Accelerating Regularized Attention Kernel Regression for Spectrum Cartography

TL;DR

This paper introduces LAKER, a learning-based preconditioning method that accelerates regularized attention kernel regression for spectrum cartography, significantly improving convergence speed while maintaining accuracy.

Contribution

LAKER is the first to learn a data-dependent preconditioner for attention kernel regression, effectively reducing condition numbers and speeding up convergence in spectrum cartography.

Findings

LAKER reduces condition numbers by up to three orders of magnitude.

LAKER accelerates convergence by over twenty times compared to baseline methods.

LAKER maintains high radio map reconstruction accuracy.

Abstract

Spectrum cartography reconstructs spatial radio fields from sparse and heterogeneous wireless measurements, underpinning many sensing and optimization tasks in wireless networks. Attention mechanisms have recently enabled adaptive measurement aggregation via attention kernel-based formulations.

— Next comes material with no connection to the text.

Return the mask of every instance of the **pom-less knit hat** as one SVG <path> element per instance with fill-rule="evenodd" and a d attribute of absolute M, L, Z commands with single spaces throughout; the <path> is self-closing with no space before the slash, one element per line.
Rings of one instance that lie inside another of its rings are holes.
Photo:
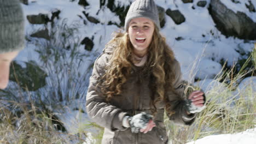
<path fill-rule="evenodd" d="M 160 29 L 158 7 L 153 0 L 136 0 L 132 3 L 125 17 L 125 31 L 128 31 L 131 20 L 137 17 L 149 19 Z"/>
<path fill-rule="evenodd" d="M 19 0 L 0 0 L 0 53 L 24 47 L 24 19 Z"/>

However, the resulting exponential kernels exhibit severe spectral imbalance, inducing large condition numbers that render standard iterative solvers ineffective for regularized attention kernel regression. This paper proposes a Learning-based Attention Kernel Regression (LAKER) algorithm for accelerating regularized attention kernel regression in spectrum cartography. The key idea is to learn a data-dependent preconditioner that captures the inverse spectral structure of the attention kernel system, directly reducing the condition number bottleneck. The preconditioner is obtained by solving a regularized maximum-likelihood estimation problem via a shrinkage-regularized convex--concave procedure, and is integrated with a preconditioned conjugate gradient solver for efficient optimization, whose solution is used for radio map reconstruction. Extensive experiments demonstrate that LAKER significantly reduces condition numbers by up to three orders of magnitude, accelerates convergence by over twenty-fold compared to baselines, and maintains high reconstruction accuracy, establishing learning-based preconditioning as an effective approach for attention kernel regression in spectrum cartography.